If you enabled W&B when creating the job:
eval-protocol create rft \
  --wandb-project my-experiments \
  --wandb-entity my-org \
  ...
All metrics automatically sync to W&B for advanced analysis, comparison, and sharing.

Best practices

Check your job within the first 15-30 minutes of training:
  • Verify evaluator is working correctly
  • Confirm rewards are in expected range
  • Catch configuration errors early
Don’t wait until training completes to discover issues.
Every few epochs, inspect 5-10 random rollouts:
  • Manually verify high-reward outputs are actually good
  • Check low-reward outputs are actually bad
  • Look for unexpected model behaviors
This catches evaluator bugs and reward hacking.

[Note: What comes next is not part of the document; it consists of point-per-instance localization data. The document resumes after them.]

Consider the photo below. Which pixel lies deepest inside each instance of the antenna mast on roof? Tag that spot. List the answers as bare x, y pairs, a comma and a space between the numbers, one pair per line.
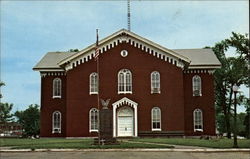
128, 15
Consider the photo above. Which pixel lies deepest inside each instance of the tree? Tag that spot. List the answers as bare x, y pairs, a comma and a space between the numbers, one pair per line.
29, 119
1, 84
5, 112
247, 118
234, 71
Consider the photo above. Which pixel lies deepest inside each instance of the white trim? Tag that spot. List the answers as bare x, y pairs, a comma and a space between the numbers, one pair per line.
97, 112
196, 82
124, 36
93, 87
124, 73
57, 82
152, 111
154, 82
130, 103
56, 97
201, 116
60, 122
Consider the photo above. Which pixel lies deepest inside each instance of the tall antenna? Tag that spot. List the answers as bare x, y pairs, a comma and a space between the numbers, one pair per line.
128, 15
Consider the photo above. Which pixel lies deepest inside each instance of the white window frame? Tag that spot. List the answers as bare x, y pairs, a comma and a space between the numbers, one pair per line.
158, 119
196, 83
56, 128
155, 82
124, 82
96, 112
93, 83
57, 88
199, 118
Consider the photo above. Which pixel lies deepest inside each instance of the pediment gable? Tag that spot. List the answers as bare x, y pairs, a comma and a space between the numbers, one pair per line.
126, 101
124, 36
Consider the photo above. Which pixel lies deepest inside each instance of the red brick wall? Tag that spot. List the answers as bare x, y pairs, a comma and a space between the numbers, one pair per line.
141, 64
49, 105
204, 102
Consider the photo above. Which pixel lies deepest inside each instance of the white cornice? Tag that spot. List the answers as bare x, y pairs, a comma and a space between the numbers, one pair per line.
124, 100
133, 39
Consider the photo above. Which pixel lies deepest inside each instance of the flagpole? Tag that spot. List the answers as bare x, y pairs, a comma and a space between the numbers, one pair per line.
98, 90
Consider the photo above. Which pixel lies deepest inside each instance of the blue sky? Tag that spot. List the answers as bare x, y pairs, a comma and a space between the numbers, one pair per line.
29, 29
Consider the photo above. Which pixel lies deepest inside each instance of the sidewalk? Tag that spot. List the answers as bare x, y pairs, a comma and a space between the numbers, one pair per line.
186, 149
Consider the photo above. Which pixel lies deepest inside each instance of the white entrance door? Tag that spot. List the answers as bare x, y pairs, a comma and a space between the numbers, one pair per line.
125, 122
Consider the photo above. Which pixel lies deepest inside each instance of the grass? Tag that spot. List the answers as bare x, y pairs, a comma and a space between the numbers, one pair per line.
68, 143
214, 143
88, 143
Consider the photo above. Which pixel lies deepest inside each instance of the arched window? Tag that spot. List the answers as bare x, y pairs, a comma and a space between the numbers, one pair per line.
93, 83
57, 88
198, 120
93, 120
156, 119
124, 81
155, 82
56, 122
196, 85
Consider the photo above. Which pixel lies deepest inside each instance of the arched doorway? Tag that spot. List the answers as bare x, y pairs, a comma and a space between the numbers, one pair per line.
126, 106
125, 121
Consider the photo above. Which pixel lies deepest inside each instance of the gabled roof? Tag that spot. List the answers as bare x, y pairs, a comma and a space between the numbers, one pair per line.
127, 34
200, 58
194, 58
51, 59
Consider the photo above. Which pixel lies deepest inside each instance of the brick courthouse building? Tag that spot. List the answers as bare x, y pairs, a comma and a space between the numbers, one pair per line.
152, 90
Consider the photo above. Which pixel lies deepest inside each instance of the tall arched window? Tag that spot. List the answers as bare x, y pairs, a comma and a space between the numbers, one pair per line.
57, 88
198, 120
196, 85
124, 81
56, 122
156, 119
93, 83
93, 120
155, 82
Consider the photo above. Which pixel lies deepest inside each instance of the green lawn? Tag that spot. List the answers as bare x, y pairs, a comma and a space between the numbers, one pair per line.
214, 143
68, 143
88, 143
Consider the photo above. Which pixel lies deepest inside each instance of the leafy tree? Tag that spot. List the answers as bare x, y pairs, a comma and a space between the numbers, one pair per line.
5, 112
73, 50
29, 119
1, 84
234, 71
247, 118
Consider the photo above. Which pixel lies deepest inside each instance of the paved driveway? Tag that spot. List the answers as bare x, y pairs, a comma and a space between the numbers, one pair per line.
125, 155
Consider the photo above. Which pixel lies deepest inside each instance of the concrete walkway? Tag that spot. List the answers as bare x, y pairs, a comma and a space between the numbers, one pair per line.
162, 144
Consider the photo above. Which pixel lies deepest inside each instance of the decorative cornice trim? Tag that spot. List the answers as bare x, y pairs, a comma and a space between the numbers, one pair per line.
199, 71
44, 74
124, 100
124, 36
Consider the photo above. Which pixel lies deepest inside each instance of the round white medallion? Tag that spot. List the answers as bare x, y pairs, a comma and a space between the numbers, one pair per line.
124, 53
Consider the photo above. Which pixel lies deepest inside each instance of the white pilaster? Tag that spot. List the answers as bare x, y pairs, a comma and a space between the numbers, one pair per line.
136, 121
114, 120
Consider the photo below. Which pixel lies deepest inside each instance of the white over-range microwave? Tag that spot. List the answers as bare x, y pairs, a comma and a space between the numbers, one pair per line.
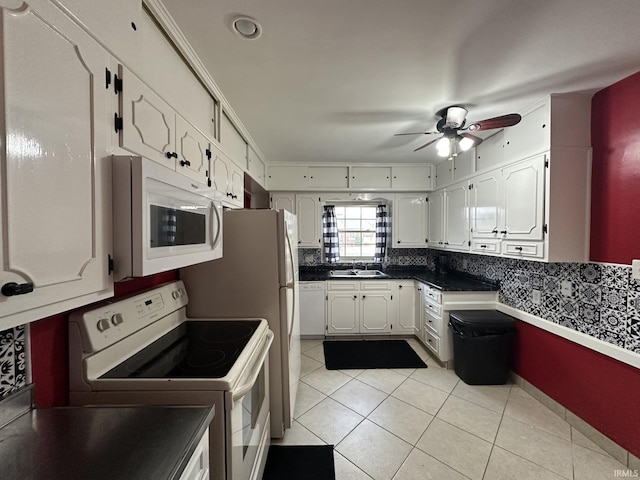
162, 220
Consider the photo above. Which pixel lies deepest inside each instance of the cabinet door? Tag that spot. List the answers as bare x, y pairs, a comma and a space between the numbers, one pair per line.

When you find good hyperparameters, save the command:
# Save to file for reproducibility
echo "eval-protocol create rft --base-model ... --learning-rate 5e-5 ..." > best_config.sh
Makes it easy to reproduce results or share with team.
Name jobs descriptively:
  • Good: math-solver-llama8b-temp08-n8
  • Bad: test1, try2, final-final
Future you will thank you when comparing experiments.
Keep notes on what worked and what didn’t:
  • Hypothesis for each experiment
  • Parameters changed
  • Results and insights
  • Next steps
Build institutional knowledge for your team.